Most of you choose your supermarket based on its proximity to your work or your apartment or house (or villa?). For my part, my criterion is different because I go where there is novelty: highlighting product, merchandising, animation ... everything from marketing point of sale. This can sometimes complicate my food shopping, but it is a little museum with me my supermarket! So yesterday I made a detour towards Carrefour. In Indeed the group has launched a labeling "fed GM-free" on over 300 food products from animals (such as pork, veal, poultry, eggs and farmed fish). To accompany the campaign point of sale, a teaser was set up in the press and three web films have been developed (K4 agency, Publicis Group structure dedicated to Carrefour).
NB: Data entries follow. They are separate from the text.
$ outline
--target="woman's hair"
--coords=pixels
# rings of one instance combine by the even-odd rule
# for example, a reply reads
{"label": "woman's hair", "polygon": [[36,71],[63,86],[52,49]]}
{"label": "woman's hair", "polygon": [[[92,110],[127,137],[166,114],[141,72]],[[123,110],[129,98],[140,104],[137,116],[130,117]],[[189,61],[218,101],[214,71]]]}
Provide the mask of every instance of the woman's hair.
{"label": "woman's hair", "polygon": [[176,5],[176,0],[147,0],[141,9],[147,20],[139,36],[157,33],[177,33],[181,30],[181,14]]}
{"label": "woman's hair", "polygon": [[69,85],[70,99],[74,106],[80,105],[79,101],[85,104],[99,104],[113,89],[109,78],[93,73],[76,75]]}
The French are largely opposed to GMOs, their presence in the fields and their basis, directly or indirectly. According FIFG study, 63% of French people would stop eating produce if they knew they come from animals fed with genetically modified organisms. For 96% of respondents, it is necessary to indicate on the packaging the presence or absence of GMOs in animal feed. Arnaud Apoteker gold, Campaigner for Greenpeace GM, said today only organic products allow consumers to be certain to consume products from animals fed GM-free.
A decree on the labeling and definition of the term "GMO-free is pending from the Grenelle Environment and passes laws on GMOs adopted in May 2008. Indeed, there is no definition at European level and globally.
The European directive of March 2001 on the deliberate release of genetically modified organisms requires that products containing 0.9% or more GMOs are labeled with''GM''but says nothing about other products , leaving it to Member State to introduce their own legislation. In France, the High Council for Biotechnology (HCB) calls for a GMO-free''labeling''for plant and animal products containing less than 0.1% transgenic DNA.
And why not 0%? So it's all this bullshit end? Not as easy as it would in fact this threshold the lowest technically feasible.
Carrefour and some brands as "chickens Praised" or butters "Echiré, who had already labeled their products by ensuring GM-free''' 'So do not wait to be imposed rules to inform consumers and value chains without GMOs.
But something bothers me ... verifies that this "certification"?!
Reminder: European regulations on labeling does not apply to products from animals or animals fed with GMOs, ie, meat, milk, eggs, butter, cream ... rather than biscuits, ready meals or baby food in which the animals or products derived from animals can be used as ingredients. 80% of all GMOs thus enter the food chain through animal feed and GM crops are introduced into the food chain and unbeknownst to the consumer.